To promote from simulation to enforcement:

Set-AutoSensitivityLabelPolicy `
  -Identity 'autolabel-financial-pii' `
  -Mode 'Enable'

DLP Policies Using Sensitivity Labels

Why Label-Based DLP Outperforms Pattern-Matching DLP Alone

Pattern-matching DLP looks for specific formats: 16-digit credit card numbers, US SSN formats, and similar recognizable patterns. It fails on:

Context-free sensitive data (the financial model scenario from the introduction)
Encrypted files where patterns cannot be read
Images of text without OCR scanning
Content already labeled by a human who understood the sensitivity

Label-based DLP conditions catch all of these cases because the label is applied before the data leaves the creation point. A DLP policy that targets label equals Highly Confidential will block exfiltration regardless of file format, encryption state, or content type.

# Create DLP policy blocking external email of labeled confidential content
New-DlpCompliancePolicy `
  -Name 'dlp-block-confidential-external-email' `
  -Comment 'Block external email of Confidential and above content' `
  -ExchangeLocation All `
  -Mode 'Enable'

New-DlpComplianceRule `
  -Name 'block-confidential-external-email-rule' `
  -Policy 'dlp-block-confidential-external-email' `
  -SentToScope 'NotInOrganization' `
  -AnyOfMessageSensitivityLabel @('Confidential','ConfidentialAllEmployees','HighlyConfidential') `
  -BlockAccess $true `
  -NotifyUser 'LastModifiedUser' `
  -NotifyUserType 'NotifyOnly' `
  -GenerateIncidentReport 'SiteAdmin' `
  -IncidentReportContent @('All')

For the highest-sensitivity labels, use BlockAccessScope 'All' and require business justification override. For Confidential, allow override with justification and audit the override event.

DLP Policy for SharePoint: Restrict Access to Labeled Documents

# Block sharing of Highly Confidential documents externally in SharePoint
New-DlpCompliancePolicy `
  -Name 'dlp-block-hc-sharepoint-external' `
  -Comment 'Prevent external sharing of Highly Confidential content in SharePoint' `
  -SharePointLocation All `
  -OneDriveLocation All `
  -Mode 'Enable'

New-DlpComplianceRule `
  -Name 'block-hc-sharepoint-external-rule' `
  -Policy 'dlp-block-hc-sharepoint-external' `
  -AccessScope 'NotInOrganization' `
  -AnyOfMessageSensitivityLabel @('HighlyConfidential') `
  -BlockAccess $true `
  -BlockAccessScope 'PerAnonymousLink'

Endpoint DLP: Extending Protection to Managed Devices

Endpoint DLP extends label-based policies to device-level activities: copy to USB, print, upload to non-corporate cloud storage, and paste into unsanctioned applications.
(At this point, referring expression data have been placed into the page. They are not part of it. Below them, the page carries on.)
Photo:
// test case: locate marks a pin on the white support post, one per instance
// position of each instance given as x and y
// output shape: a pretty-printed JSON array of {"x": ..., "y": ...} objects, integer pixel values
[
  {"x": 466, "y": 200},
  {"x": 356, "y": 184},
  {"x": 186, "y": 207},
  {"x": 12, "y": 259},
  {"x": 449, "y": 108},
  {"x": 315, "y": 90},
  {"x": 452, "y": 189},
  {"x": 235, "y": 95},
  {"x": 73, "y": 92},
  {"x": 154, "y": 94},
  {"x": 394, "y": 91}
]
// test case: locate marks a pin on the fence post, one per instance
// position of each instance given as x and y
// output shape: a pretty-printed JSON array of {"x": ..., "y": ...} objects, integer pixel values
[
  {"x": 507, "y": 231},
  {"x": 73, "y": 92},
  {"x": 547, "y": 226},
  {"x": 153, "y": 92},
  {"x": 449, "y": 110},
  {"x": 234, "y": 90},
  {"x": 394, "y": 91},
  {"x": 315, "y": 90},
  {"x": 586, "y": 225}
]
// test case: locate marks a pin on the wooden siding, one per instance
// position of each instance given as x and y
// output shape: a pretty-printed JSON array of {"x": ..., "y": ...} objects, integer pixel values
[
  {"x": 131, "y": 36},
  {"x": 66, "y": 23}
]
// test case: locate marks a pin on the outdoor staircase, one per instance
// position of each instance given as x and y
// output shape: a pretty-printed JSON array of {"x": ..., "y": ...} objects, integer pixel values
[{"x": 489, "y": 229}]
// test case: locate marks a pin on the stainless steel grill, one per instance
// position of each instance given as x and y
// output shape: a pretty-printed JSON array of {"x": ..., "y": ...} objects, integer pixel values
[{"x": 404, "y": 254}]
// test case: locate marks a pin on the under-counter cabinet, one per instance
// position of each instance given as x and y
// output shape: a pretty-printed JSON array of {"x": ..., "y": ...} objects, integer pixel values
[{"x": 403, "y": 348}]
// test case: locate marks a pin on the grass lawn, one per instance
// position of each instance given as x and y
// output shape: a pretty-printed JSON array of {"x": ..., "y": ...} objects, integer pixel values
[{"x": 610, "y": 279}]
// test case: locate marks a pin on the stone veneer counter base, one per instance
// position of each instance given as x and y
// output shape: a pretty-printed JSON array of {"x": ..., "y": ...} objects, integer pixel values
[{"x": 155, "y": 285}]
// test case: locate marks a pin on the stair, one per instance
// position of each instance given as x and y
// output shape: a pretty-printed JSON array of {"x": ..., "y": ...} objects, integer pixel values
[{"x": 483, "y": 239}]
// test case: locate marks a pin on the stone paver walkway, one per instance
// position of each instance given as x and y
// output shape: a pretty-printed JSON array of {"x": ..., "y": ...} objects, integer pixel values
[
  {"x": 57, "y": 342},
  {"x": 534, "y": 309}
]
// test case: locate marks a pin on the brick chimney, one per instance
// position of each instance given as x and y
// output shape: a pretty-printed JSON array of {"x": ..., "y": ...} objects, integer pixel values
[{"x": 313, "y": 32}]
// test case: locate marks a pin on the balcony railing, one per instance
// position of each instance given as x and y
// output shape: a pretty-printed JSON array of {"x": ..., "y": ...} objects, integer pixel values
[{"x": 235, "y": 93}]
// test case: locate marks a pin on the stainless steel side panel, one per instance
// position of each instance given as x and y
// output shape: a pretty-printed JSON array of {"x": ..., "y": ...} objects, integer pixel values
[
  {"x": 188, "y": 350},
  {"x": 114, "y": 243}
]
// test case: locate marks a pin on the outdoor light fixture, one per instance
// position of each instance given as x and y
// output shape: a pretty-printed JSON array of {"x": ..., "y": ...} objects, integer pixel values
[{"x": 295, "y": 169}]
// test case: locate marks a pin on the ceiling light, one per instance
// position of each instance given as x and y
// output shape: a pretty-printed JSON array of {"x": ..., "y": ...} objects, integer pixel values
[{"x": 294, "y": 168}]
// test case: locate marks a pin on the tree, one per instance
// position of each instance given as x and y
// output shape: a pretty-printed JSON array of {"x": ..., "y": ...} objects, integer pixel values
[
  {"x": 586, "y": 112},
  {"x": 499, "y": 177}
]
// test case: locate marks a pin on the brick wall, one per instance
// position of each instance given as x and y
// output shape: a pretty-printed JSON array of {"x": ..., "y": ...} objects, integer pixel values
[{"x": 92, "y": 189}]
It requires Microsoft Defender for Endpoint onboarding and is configured under the same DLP policy framework in Purview.

Devices must be onboarded to Defender for Endpoint. The Purview compliance extension is required for Windows 10 1809 and later and is deployed via Intune as a required app.

Once Endpoint DLP is active, add device scope to existing label-based DLP policies:

# Add Endpoint DLP to the existing confidential email policy
Set-DlpCompliancePolicy `
  -Identity 'dlp-block-confidential-external-email' `
  -AddEndpointDlpLocation All

# Create a separate rule for device-specific activities
New-DlpComplianceRule `
  -Name 'block-hc-usb-copy-endpoint' `
  -Policy 'dlp-block-confidential-external-email' `
  -AnyOfMessageSensitivityLabel @('HighlyConfidential') `
  -EndpointDlpRestrictions @(
    @{Setting='CopyToRemovableMedia'; Value='Block'},
    @{Setting='PrintToPrinter'; Value='AuditOnly'},
    @{Setting='UploadToCloudService'; Value='Block'},
    @{Setting='CopyToNetworkShare'; Value='AuditOnly'}
  )

The AuditOnly setting for print and network share copy is intentional for initial rollout. Promote to Block after 30 days of audit data confirms that legitimate workflows are not being caught.

Unsanctioned App Restrictions

Endpoint DLP can block pasting or uploading labeled content to specific browser destinations and desktop applications. Define your unsanctioned cloud service domains list in the Purview portal under Settings > Endpoint DLP. Common additions:

dropbox.com
wetransfer.com
mega.nz
pastebin.com
Personal OneDrive tenants (not your corporate tenant)

Monitoring with KQL and the Compliance Portal

KQL: Label Activity from the Unified Audit Log

The M365 Unified Audit Log feeds into Log Analytics when you configure the Purview diagnostic export. Query label operations:

OfficeActivity
| where Operation in ('SensitivityLabelApplied', 'SensitivityLabelChanged', 'SensitivityLabelRemoved')
| where TimeGenerated > ago(30d)
| project TimeGenerated, UserId, Operation,
    FileName = tostring(OfficeObjectId),
    LabelName = extract('"SensitivityLabel":"([^"]+)"', 1, tostring(OfficeProperties)),
    ClientIP = ClientIP
| summarize LabelEvents = count() by UserId, Operation, LabelName
| order by LabelEvents desc

Pay attention to high volumes of SensitivityLabelRemoved from a single user. Label removal requires a justification but is not blocked by default. Bulk label removal before sending files externally is a pre-exfiltration signal.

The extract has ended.